E. Flammarion (p. 450-457).

CHAPITRE LIII


Où l’on verra ce qu’on peut trouver quelquefois, mais rarement, dans une jarre, et comment une chevrette s’empara d’un loup.

Ils n’entrèrent dans Bormes que de nuit et, pendant que Pastouré gardait les chevaux, Maurin alla chez M. Rinal qu’il trouva en grand conciliabule avec M. Cabissol. Il leur expliqua comment, selon lui, Grondard avait allumé l’incendie de façon à faire croire qu’il était, lui Maurin, l’incendiaire.

— Je m’en doutais ! dit M. Cabissol… Enfin, vous voilà sain et sauf.
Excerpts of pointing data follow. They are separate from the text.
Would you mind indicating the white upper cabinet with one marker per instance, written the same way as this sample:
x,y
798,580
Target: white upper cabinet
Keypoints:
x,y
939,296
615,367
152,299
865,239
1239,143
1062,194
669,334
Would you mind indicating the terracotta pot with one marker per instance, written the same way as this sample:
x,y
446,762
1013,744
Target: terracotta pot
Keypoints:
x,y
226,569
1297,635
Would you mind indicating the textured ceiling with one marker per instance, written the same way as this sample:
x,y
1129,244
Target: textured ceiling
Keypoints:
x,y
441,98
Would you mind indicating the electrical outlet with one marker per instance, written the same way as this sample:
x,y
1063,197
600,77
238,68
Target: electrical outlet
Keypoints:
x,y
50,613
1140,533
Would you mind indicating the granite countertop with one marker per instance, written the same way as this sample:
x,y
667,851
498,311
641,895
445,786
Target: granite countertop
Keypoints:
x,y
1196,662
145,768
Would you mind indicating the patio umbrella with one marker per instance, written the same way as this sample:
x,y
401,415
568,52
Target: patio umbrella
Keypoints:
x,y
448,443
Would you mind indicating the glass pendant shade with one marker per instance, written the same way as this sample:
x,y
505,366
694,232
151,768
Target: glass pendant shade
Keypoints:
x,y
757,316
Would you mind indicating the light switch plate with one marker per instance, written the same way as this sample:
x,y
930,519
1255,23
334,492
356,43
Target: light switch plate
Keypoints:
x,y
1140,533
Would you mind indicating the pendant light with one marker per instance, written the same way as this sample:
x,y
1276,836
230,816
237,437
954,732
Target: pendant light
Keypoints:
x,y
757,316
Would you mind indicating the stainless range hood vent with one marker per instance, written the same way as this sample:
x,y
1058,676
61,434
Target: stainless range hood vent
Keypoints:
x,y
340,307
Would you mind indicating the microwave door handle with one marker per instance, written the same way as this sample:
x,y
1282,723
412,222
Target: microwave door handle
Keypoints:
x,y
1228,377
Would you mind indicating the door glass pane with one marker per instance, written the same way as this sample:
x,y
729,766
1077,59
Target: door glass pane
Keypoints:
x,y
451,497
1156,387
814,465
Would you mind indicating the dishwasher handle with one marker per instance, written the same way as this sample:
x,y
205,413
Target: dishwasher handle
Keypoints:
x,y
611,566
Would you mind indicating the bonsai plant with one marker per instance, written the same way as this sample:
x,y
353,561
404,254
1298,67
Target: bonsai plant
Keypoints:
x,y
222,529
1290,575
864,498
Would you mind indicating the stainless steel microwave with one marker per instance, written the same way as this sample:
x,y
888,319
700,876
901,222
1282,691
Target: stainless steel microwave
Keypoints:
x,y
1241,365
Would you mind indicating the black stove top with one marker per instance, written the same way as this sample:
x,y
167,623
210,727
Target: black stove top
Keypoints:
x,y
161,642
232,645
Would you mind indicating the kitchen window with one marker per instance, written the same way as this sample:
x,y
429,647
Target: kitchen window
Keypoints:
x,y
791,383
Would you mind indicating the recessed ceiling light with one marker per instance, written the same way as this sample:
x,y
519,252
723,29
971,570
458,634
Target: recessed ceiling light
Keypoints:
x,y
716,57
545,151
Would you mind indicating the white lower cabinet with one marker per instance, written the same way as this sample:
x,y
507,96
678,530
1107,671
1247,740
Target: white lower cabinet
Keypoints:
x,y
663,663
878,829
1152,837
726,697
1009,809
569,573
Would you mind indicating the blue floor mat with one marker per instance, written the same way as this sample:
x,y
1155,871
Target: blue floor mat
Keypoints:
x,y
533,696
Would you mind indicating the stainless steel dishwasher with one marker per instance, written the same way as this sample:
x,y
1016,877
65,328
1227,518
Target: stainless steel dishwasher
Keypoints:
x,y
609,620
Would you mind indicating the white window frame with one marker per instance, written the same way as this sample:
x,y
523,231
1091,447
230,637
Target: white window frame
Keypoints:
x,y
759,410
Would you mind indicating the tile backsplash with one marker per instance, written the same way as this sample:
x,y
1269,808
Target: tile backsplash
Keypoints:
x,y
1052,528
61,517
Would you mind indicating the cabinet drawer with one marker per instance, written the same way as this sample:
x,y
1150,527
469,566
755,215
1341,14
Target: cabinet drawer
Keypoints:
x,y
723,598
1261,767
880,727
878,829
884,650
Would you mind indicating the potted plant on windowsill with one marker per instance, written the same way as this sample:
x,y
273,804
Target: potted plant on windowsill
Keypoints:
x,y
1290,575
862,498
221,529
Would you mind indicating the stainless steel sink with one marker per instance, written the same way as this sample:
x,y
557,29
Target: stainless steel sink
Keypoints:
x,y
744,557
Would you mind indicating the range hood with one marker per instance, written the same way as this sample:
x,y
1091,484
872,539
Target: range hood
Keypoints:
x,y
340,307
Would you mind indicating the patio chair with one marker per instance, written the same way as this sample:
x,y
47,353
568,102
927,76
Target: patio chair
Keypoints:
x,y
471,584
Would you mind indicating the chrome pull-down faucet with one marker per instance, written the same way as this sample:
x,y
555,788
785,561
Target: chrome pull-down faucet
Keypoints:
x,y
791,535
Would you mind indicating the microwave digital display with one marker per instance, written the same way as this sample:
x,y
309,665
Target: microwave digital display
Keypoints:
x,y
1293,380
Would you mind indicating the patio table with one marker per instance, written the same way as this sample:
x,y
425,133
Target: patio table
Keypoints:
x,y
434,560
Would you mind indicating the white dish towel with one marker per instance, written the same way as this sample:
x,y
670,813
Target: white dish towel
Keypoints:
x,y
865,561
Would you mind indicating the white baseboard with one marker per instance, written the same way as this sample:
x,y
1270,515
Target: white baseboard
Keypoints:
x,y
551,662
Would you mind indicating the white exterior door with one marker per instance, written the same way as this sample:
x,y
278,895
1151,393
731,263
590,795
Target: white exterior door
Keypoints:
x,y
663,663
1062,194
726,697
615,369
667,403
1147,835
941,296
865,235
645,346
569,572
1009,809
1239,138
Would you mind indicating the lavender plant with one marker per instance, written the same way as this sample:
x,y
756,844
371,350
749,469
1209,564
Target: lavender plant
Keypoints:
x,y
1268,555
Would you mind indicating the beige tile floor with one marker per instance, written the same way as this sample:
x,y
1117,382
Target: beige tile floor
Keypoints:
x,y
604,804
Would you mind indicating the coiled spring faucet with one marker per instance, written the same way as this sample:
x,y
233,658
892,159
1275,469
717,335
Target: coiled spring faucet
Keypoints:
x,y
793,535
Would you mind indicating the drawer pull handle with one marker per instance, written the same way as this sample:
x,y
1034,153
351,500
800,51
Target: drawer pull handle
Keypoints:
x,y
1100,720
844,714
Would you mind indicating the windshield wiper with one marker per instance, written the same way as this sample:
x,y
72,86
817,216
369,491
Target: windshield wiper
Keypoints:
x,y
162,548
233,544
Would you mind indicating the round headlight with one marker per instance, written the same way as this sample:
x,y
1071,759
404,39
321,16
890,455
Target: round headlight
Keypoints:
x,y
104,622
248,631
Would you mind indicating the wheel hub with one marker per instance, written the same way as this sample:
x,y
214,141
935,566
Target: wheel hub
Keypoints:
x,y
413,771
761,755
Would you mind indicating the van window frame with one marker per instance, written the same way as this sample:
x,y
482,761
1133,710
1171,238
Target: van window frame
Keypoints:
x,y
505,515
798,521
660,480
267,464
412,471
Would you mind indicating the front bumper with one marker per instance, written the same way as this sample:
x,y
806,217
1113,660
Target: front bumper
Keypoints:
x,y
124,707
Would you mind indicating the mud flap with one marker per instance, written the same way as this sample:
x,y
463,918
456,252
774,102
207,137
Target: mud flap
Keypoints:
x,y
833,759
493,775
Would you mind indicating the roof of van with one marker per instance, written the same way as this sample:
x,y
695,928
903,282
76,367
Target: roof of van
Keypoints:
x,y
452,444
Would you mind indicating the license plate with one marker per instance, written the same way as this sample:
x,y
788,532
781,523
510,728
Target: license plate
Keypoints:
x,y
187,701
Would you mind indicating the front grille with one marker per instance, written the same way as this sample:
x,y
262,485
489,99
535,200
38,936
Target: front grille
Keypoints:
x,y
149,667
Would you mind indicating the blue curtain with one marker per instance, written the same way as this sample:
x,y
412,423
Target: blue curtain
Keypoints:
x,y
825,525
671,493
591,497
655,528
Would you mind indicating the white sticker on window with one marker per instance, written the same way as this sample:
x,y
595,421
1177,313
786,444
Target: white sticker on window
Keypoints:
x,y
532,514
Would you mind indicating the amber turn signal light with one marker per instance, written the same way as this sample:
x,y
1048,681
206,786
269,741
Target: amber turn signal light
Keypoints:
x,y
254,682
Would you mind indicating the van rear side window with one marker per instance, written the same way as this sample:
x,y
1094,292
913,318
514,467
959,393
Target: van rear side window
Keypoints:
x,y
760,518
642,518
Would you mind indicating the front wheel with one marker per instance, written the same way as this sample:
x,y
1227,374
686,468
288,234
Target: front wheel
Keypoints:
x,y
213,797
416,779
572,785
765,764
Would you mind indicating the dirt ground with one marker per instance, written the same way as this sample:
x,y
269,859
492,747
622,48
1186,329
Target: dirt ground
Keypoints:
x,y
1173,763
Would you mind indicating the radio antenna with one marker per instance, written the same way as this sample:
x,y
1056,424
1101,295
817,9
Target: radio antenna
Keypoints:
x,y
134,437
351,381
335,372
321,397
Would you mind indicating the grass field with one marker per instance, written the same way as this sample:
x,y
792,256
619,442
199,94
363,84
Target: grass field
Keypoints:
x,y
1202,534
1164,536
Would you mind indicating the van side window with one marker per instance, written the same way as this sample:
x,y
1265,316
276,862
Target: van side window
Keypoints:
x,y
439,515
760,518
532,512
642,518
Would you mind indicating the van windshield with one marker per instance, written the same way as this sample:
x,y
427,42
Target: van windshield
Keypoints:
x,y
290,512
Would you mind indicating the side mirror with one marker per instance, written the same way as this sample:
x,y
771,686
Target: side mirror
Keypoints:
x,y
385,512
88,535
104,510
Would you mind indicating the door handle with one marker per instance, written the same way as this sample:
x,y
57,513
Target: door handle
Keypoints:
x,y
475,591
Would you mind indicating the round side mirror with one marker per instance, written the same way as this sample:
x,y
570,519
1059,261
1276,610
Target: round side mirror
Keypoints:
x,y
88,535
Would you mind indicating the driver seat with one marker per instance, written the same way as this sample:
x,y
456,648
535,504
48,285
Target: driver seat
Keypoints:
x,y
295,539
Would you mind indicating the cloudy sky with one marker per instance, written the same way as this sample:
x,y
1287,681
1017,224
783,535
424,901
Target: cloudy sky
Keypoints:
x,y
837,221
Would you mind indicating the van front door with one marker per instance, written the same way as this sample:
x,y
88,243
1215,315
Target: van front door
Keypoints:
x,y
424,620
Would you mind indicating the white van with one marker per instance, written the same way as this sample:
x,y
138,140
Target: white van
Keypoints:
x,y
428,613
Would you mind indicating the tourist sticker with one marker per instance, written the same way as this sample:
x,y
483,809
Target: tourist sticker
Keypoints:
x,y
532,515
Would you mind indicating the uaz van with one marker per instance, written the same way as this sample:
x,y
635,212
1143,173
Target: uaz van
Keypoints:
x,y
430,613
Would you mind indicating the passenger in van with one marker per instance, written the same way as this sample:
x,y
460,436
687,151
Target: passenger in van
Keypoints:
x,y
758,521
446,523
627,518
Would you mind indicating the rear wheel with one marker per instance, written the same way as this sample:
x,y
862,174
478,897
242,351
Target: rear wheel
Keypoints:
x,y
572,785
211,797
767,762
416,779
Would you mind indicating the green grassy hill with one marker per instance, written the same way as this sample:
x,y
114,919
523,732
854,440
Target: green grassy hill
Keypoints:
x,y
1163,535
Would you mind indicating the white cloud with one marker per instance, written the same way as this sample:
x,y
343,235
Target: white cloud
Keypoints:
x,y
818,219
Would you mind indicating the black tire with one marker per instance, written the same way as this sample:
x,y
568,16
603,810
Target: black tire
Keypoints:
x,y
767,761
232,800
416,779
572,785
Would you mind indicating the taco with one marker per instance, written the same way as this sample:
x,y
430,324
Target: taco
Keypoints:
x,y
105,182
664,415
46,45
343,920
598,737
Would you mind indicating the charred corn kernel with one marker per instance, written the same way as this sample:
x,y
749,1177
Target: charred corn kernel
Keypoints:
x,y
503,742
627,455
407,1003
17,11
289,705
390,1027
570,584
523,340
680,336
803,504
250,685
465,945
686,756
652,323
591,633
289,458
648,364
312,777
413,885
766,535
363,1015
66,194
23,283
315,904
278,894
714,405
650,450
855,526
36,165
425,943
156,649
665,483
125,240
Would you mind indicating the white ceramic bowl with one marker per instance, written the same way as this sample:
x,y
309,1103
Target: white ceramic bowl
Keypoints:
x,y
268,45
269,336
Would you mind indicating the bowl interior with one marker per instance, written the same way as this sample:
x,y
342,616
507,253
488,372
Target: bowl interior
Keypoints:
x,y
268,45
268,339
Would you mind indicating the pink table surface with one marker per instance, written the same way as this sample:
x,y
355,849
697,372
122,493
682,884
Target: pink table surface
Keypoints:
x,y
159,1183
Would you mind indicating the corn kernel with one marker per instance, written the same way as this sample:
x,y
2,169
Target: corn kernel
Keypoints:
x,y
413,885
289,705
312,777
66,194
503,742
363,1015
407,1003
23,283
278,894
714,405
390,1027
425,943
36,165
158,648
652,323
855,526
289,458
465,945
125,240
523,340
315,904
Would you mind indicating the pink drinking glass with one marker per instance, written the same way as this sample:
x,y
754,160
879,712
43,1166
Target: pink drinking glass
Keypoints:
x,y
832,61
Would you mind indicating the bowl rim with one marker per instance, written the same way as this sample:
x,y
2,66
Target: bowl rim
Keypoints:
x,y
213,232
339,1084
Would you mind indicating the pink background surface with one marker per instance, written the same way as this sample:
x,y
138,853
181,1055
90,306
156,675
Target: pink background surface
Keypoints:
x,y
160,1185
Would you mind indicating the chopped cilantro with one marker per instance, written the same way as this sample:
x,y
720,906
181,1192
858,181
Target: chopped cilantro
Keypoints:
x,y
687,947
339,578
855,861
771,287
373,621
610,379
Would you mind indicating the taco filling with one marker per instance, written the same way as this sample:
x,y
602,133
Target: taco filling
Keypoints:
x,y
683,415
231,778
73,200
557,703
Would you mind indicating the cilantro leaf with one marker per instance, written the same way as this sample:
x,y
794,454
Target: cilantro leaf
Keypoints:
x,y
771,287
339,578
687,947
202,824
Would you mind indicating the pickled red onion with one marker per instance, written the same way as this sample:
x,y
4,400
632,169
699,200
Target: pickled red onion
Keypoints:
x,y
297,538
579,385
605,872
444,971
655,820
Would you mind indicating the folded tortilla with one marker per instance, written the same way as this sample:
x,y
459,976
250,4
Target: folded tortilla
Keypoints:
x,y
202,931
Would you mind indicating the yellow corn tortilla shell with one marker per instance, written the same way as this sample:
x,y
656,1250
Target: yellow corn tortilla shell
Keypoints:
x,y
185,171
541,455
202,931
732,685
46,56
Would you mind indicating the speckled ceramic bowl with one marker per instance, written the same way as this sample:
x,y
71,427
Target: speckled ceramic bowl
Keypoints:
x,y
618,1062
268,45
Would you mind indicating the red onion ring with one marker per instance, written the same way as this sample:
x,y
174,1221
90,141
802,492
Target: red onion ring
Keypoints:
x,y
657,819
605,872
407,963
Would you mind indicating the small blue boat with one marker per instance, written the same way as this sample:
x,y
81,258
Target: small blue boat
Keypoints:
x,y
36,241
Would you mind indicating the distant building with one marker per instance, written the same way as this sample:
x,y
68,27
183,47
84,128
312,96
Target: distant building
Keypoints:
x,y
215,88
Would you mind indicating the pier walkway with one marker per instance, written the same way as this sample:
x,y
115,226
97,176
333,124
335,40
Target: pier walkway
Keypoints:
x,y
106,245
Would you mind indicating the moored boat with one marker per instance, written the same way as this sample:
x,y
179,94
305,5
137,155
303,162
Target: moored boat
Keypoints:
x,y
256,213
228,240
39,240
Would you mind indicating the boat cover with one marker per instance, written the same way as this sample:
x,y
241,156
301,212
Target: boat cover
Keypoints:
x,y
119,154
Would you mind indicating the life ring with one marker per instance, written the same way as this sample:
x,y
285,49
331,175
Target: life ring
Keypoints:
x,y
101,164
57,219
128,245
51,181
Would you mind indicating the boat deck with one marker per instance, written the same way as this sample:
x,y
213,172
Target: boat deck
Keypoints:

Nous triompherons tôt ou tard de vos ennemis, soyez tranquille.

— Il le faudra bien, dit Maurin, il faut une justice, ou bien alors !…

Il eut un geste vague, mais triste.

M. Rinal donna à Maurin des nouvelles de son fils qui « apprenait toujours bien », puis Maurin conta ses dernières rencontres avec Sandri et avec Grondard.

— Soyez tranquille, dit M. Cabissol, je ferai une enquête et je vous jure qu’elle aboutira. Nous cherchons, M. Rinal et moi, les moyens de vous tirer de toutes ces complications, comptez sur nous. Et maintenant, allez vous reposer.

Pastouré et Maurin convinrent de passer secrètement deux jours de repos chez leurs amis de Bonnes, ce qu’ils firent.

Le deuxième jour, Maurin chargea un petit berger d’aller dire à Tonia, hors de la présence de son père, qu’elle pourrait lui parler, le lendemain, à telle heure, à tel endroit ; et c’était au Chêne du Solitaire, non loin de la maison d’Orsini.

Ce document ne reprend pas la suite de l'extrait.